In the past, when looking at Linux on the mainframe, we considered Linux on S/390 or zSeries as simply another architecture. The S/390 platform is a 32- bit big-endian processor, and therefore, Linux on zSeries is conceptually no different from Linux on Alpha, SPARC, or PowerPC. The only areas in which there are significant differences are within the kernel and device drivers, and very few users (or even system administrators) need to be concerned with architectural features.
If you’re running z/Linux in Basic mode or in an LPAR, this is very close to the whole story. However, if you’re running Linux under VM’s control (as most sites running z/Linux are), then you’re not making full use of the platform’s capabilities. This article will examine how you can leverage z/VM to get the maximum utility out of your Linux guests. The tips that I’ll present are useful for penguin colonies of roughly 10 machines or more; for sites with less than 10 machines, there is no real incentive to tune the guests for optimum use of shared resources, as the amount of sharing potential that can be realized is small.
Virtual and Real Resources
The first thing to remember is that VM knows about the actual physical resources available to the system, and an individual Linux guest does not. A guest has no idea that it is potentially sharing a finite set of resources with many other guests. This leads us to one of our basic guiding principles: Whenever possible, we should let VM do the heavy lifting, particularly in areas such as moving processes or guests in and out of storage. Linux evolved in a CPU-rich, I/O-poor environment; exactly the opposite of most zSeries environments.

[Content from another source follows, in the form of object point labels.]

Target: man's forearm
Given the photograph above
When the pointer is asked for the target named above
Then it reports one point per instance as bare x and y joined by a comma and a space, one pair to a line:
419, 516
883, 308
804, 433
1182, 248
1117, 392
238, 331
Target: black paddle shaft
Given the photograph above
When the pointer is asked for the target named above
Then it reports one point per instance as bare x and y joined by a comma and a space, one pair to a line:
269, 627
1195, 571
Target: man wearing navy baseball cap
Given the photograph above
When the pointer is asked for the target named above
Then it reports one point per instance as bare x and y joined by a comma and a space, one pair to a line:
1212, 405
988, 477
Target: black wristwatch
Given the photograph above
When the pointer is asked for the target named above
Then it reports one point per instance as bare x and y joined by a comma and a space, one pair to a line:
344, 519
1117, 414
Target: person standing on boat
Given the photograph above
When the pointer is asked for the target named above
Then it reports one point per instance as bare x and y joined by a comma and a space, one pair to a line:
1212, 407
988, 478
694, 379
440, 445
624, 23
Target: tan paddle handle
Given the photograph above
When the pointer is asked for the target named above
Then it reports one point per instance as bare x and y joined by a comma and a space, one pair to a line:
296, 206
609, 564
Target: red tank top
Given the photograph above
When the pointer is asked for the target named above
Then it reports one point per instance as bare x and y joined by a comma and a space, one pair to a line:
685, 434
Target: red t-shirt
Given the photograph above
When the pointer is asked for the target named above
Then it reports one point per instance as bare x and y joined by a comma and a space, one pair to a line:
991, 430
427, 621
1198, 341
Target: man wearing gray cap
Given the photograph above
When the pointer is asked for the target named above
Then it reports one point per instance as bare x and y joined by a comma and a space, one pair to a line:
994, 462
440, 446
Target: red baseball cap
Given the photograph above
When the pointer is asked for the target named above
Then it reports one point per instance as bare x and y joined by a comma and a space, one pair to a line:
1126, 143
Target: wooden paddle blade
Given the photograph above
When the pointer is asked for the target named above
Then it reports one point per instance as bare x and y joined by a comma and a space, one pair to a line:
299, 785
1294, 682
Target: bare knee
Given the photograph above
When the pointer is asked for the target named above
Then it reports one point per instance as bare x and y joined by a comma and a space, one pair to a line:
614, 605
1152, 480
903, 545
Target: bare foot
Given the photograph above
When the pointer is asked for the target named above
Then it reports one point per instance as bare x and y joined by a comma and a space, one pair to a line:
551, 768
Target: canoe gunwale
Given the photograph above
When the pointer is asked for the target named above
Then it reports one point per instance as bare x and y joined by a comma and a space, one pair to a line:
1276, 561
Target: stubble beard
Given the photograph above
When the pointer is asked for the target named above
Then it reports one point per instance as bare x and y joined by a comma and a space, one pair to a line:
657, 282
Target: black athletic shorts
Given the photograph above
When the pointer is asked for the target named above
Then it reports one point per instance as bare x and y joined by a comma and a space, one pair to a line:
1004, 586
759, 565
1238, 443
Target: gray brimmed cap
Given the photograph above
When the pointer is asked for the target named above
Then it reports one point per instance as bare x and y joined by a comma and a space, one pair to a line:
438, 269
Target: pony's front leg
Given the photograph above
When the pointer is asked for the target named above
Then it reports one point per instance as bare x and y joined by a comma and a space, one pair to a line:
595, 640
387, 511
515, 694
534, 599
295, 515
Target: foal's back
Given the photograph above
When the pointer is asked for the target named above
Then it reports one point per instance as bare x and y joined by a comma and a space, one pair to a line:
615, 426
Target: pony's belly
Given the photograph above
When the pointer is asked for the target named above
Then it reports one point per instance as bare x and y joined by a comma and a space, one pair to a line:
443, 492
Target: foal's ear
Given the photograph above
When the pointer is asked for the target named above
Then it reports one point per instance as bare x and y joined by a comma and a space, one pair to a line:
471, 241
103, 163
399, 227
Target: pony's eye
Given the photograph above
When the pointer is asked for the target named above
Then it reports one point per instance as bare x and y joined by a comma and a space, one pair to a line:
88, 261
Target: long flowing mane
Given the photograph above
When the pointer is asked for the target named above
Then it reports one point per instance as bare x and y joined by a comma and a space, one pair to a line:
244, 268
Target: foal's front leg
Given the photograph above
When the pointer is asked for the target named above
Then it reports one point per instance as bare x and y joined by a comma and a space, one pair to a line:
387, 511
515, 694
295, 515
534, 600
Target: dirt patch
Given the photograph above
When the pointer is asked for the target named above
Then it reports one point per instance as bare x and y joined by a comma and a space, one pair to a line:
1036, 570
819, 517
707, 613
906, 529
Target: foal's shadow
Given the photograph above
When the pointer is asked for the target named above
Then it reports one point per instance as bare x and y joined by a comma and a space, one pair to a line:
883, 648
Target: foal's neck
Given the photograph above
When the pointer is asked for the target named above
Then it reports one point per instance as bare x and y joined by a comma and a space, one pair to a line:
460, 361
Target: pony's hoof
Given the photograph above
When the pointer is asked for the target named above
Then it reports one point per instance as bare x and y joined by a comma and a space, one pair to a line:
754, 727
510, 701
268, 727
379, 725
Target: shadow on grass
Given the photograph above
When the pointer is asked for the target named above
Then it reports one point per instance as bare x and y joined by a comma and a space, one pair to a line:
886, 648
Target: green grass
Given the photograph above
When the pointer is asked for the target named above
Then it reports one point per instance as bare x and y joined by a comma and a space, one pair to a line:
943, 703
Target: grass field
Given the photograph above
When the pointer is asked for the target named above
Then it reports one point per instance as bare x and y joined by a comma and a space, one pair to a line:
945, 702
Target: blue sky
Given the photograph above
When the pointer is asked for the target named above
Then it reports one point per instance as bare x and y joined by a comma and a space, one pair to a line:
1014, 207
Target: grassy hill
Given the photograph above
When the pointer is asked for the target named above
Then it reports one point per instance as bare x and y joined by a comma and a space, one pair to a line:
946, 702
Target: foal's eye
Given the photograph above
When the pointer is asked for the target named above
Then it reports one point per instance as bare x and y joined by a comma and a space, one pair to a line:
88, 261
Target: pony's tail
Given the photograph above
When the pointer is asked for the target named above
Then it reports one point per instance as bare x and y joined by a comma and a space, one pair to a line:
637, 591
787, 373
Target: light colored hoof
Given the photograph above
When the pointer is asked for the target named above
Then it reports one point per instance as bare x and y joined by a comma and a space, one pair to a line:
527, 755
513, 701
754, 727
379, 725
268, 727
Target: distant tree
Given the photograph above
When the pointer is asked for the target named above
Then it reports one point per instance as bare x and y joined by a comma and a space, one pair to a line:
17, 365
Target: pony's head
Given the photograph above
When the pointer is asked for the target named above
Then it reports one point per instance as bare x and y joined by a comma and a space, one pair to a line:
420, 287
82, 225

With that in mind, let’s examine how Linux/390 behaves when it is one of many virtual machines, some of which may also be running Linux. The constrained resources on the box are almost certainly CPU cycles and total physical memory. Anything we can do to reduce those resources for a set of Linux guests will be a victory. Another area where we can realize great economies of scale is with file systems; although Linux guests typically have large file systems, only a small part of the file system has to actually be writeable. Since most guests are pretty much the same, if we can share a single read-only file system between them, this will vastly decrease our overall DASD usage.
Removing the Timer Pop
The standard Linux kernel generates an interrupt at 100Hz; this is simply the kernel waking up and incrementing a counter. While this is fine in a situation where Linux owns all the hardware — this is such a tiny amount of activity that it doesn’t matter in terms of overall workload — it is a much larger issue when you have many Linux guests running under z/VM. First, a tiny workload multiplied by a large number of guests can turn into a substantial workload (for Test Plan Charlie, in which 41,400 Linux guests were run on a single S/390, Sine Nomine president, David Boyes, worked around this by setting HZ=10 in the kernel; this clobbered interactive performance, but timer interrupts reduced system activity by an order of magnitude). Second, since each guest is doing something every 100th of a second, none of the guests ever get moved out of the active queue under VM. Therefore, the Linux guests effectively conspire to starve other guests at the same priority on the system.
However, since early in the 2.4 kernel series, IBM has supplied a patch that will turn off the timer; a guest will fake its timer tick information based on the system’s ToD clock, and guests do not interrupt the VM Control Program (CP) every 100th of a second to announce themselves. Several distributions include this patch as an option, and if you are building your own kernel (as you will have to do to exploit Named Save Segment [NSS] support, described in the following section), you certainly should set this option. In the kernel .config file, this consists of setting:
If you do a “make menuconfig” or a “make xconfig” to build your kernel, you will want to make sure that “No HZ timer tick in idle” is selected, and “Idle HZ timer on by default” is deselected in the “General Setup” section of the kernel parameters.